Intermarriage comes with a certain number of challenges – from wedding preparations to holiday celebrations to raising children. We understand this, and its something we try to make sure interfaith couples are aware of from the beginning. Though the challenges are surmountable and many interfaith couples live happily ever after, some situations are harder to anticipate. Namely, divorce. And in the context of intermarriage, divorce presents a whole new set of challenges for an interfaith couple.
If there are children involved, one challenge is how to navigate their religious upbringing once an interfaith couple divorces. A recent story in Chicago highlights why it’s so important for interfaith families to agree on – and continue to maintain – any predetermined religious decisions. In this case, an interfaith couple who had decided to raise Jewish children separated, and the father went ahead and had his daughter baptized. The mother contends these kinds of actions are detrimental to her child. Either way, this is indeed a worst case scenario for everyone involved, particularly the daughter. She is being confused both emotionally and religiously, which is almost certain to have an adverse impact on her psyche.

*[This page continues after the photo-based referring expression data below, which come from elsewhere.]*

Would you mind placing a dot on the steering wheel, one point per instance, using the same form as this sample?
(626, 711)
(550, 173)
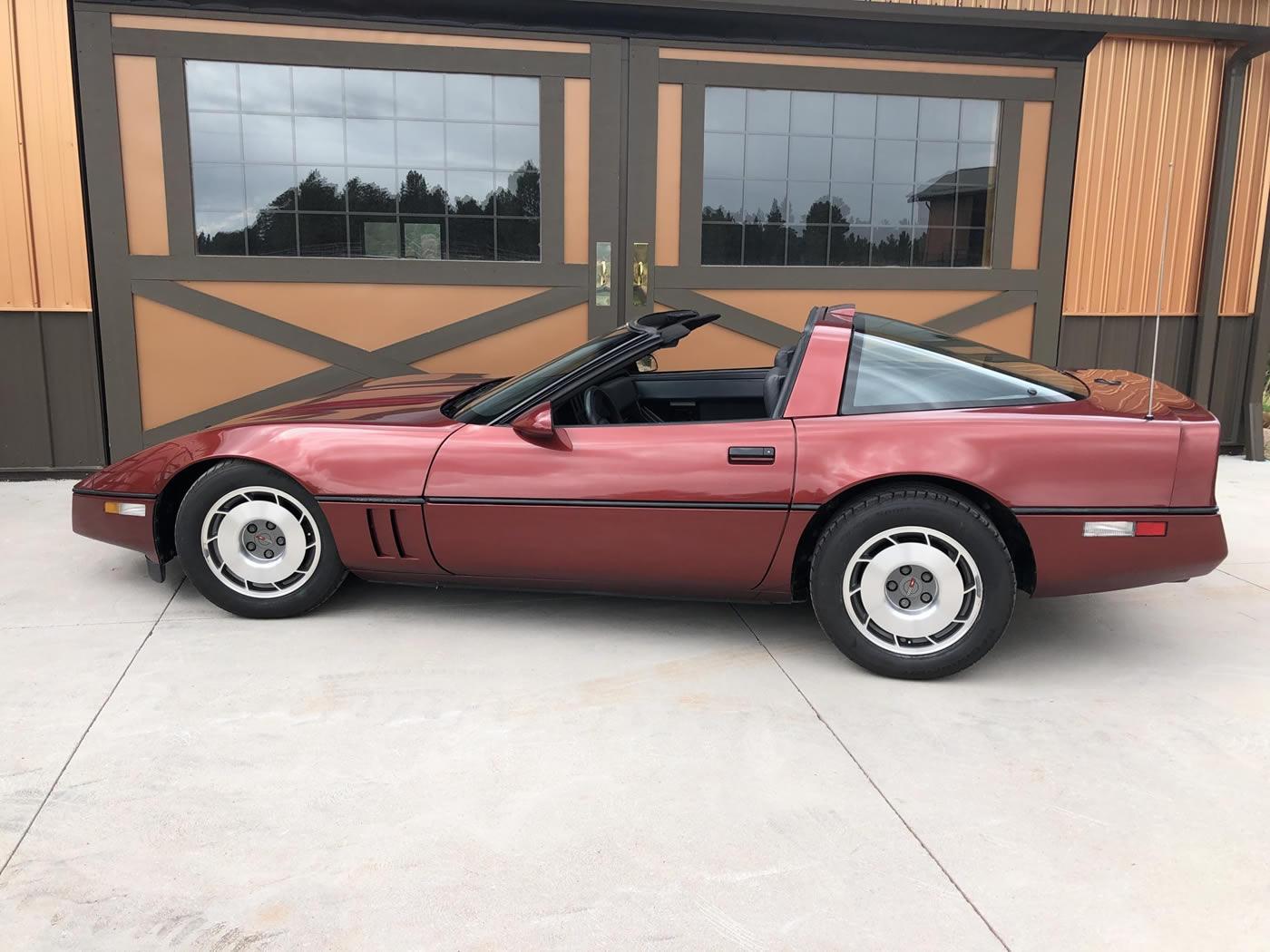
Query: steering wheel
(600, 408)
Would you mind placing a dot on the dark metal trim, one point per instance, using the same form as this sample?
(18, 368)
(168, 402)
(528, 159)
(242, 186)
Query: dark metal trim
(1114, 510)
(802, 278)
(1007, 183)
(850, 80)
(174, 136)
(552, 177)
(605, 135)
(600, 503)
(859, 53)
(1221, 194)
(973, 315)
(1259, 353)
(641, 122)
(347, 53)
(984, 18)
(457, 15)
(103, 170)
(113, 495)
(691, 184)
(353, 270)
(1057, 211)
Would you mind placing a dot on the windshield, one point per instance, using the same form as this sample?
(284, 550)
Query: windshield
(484, 405)
(898, 365)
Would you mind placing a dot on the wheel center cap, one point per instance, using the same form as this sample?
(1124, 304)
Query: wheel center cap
(911, 588)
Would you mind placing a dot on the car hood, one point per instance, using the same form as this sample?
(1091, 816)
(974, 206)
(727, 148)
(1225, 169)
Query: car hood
(415, 400)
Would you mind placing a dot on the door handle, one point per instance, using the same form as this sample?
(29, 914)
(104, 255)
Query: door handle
(762, 456)
(640, 267)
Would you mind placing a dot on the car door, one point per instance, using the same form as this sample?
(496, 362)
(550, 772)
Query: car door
(689, 507)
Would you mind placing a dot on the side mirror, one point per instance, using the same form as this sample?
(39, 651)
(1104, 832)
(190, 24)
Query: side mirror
(535, 423)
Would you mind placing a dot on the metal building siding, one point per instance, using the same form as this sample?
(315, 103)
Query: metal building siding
(1251, 192)
(1212, 10)
(16, 278)
(44, 264)
(1146, 102)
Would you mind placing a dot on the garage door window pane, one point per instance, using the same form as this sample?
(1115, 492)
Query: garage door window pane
(326, 161)
(893, 180)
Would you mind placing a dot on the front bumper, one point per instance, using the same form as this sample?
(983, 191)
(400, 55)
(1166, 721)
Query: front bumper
(1072, 564)
(89, 517)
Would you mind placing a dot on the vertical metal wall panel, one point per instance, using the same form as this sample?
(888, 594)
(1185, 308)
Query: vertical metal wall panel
(1126, 343)
(53, 156)
(1146, 102)
(1251, 192)
(24, 443)
(16, 264)
(48, 386)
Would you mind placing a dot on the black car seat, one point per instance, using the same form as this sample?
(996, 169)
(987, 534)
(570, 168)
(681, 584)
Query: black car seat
(775, 380)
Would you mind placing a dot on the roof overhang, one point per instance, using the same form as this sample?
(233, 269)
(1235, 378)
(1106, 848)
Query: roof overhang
(910, 28)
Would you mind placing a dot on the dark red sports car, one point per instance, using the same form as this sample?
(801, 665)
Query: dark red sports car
(907, 481)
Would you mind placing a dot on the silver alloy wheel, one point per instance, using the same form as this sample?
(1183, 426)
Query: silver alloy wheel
(912, 590)
(260, 541)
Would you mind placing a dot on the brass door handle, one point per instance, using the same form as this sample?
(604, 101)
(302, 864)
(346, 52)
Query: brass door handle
(603, 273)
(640, 269)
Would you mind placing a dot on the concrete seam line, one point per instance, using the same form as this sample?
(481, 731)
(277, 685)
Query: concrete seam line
(78, 743)
(1240, 578)
(874, 784)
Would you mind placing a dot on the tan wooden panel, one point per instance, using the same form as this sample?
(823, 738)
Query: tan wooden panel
(1251, 189)
(365, 315)
(1032, 156)
(1010, 332)
(1146, 102)
(57, 234)
(186, 364)
(577, 170)
(517, 349)
(16, 257)
(854, 63)
(295, 31)
(136, 86)
(669, 159)
(791, 307)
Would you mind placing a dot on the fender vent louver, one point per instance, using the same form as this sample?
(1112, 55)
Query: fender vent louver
(385, 533)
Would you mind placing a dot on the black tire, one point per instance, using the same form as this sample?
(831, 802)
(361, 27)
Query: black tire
(317, 577)
(969, 542)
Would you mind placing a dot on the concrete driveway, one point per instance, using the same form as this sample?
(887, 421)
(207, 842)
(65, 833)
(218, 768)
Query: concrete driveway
(415, 770)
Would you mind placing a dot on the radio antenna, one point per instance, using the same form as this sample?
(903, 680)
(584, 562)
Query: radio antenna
(1159, 291)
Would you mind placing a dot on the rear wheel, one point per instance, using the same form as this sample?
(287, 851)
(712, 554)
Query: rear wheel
(912, 583)
(256, 543)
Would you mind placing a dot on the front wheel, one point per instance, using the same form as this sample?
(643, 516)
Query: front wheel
(913, 583)
(256, 543)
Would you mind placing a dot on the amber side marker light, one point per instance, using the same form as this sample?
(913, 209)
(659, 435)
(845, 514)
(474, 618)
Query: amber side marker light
(126, 508)
(1104, 529)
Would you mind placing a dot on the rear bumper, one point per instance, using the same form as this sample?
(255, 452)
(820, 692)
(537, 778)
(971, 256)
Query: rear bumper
(136, 532)
(1070, 564)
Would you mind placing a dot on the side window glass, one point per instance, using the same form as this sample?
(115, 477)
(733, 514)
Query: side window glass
(891, 376)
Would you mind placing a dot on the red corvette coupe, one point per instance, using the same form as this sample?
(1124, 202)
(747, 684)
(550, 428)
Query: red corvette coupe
(907, 481)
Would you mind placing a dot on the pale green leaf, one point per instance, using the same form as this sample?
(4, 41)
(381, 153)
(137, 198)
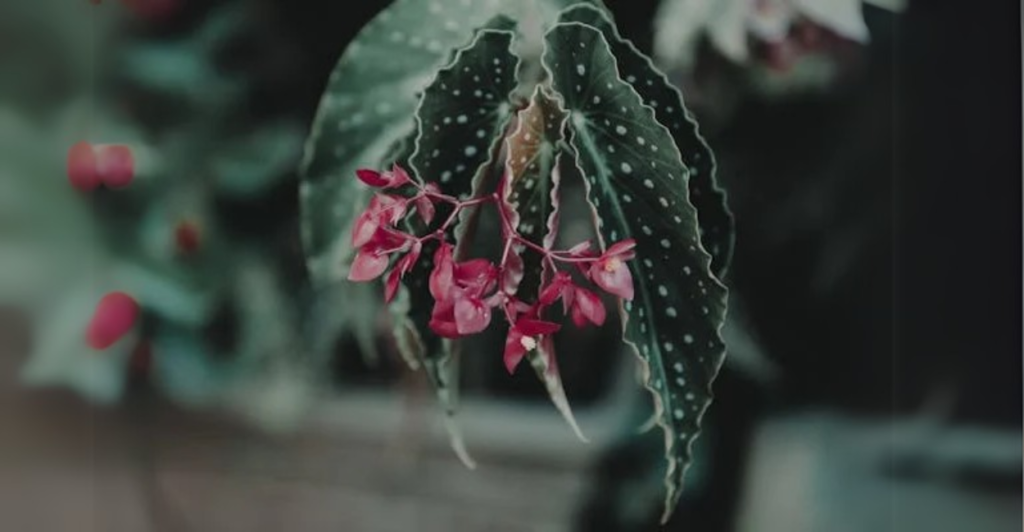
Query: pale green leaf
(636, 183)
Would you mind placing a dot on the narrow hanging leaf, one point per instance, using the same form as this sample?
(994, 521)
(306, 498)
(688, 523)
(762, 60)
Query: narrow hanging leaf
(530, 186)
(636, 183)
(461, 120)
(530, 196)
(657, 93)
(369, 104)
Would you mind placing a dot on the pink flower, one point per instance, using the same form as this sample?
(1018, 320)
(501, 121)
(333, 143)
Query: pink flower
(587, 306)
(116, 165)
(383, 211)
(459, 289)
(115, 316)
(523, 337)
(401, 267)
(610, 272)
(373, 260)
(442, 275)
(395, 178)
(424, 205)
(581, 303)
(82, 172)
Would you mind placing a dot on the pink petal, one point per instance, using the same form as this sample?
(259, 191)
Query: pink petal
(365, 229)
(82, 170)
(442, 319)
(116, 166)
(441, 276)
(425, 208)
(514, 351)
(589, 306)
(398, 177)
(619, 281)
(476, 274)
(622, 248)
(368, 266)
(471, 315)
(555, 289)
(579, 319)
(535, 327)
(444, 328)
(115, 316)
(581, 250)
(371, 177)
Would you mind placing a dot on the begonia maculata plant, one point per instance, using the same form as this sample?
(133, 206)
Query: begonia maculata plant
(443, 113)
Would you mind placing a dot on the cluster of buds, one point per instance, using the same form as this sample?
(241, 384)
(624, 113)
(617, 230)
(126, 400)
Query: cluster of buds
(468, 293)
(90, 166)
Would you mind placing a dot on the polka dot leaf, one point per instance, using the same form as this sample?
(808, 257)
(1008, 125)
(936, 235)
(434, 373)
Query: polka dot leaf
(460, 123)
(369, 104)
(637, 185)
(658, 94)
(534, 170)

We recognize that in an intermarriage parents will want to share their heritage, and there is ample room to do that regardless of what religion the child is being raised. We also know that when children grow up, they will make decisions for themselves regarding what religion to follow. Successful interfaith parenting, whether together or divorced, means you have given your children the tools they need to make religious decisions that best suit their way of life. While you can’t manage your children’s future, you can give them happy and healthy religious memories that will help guide them through their life.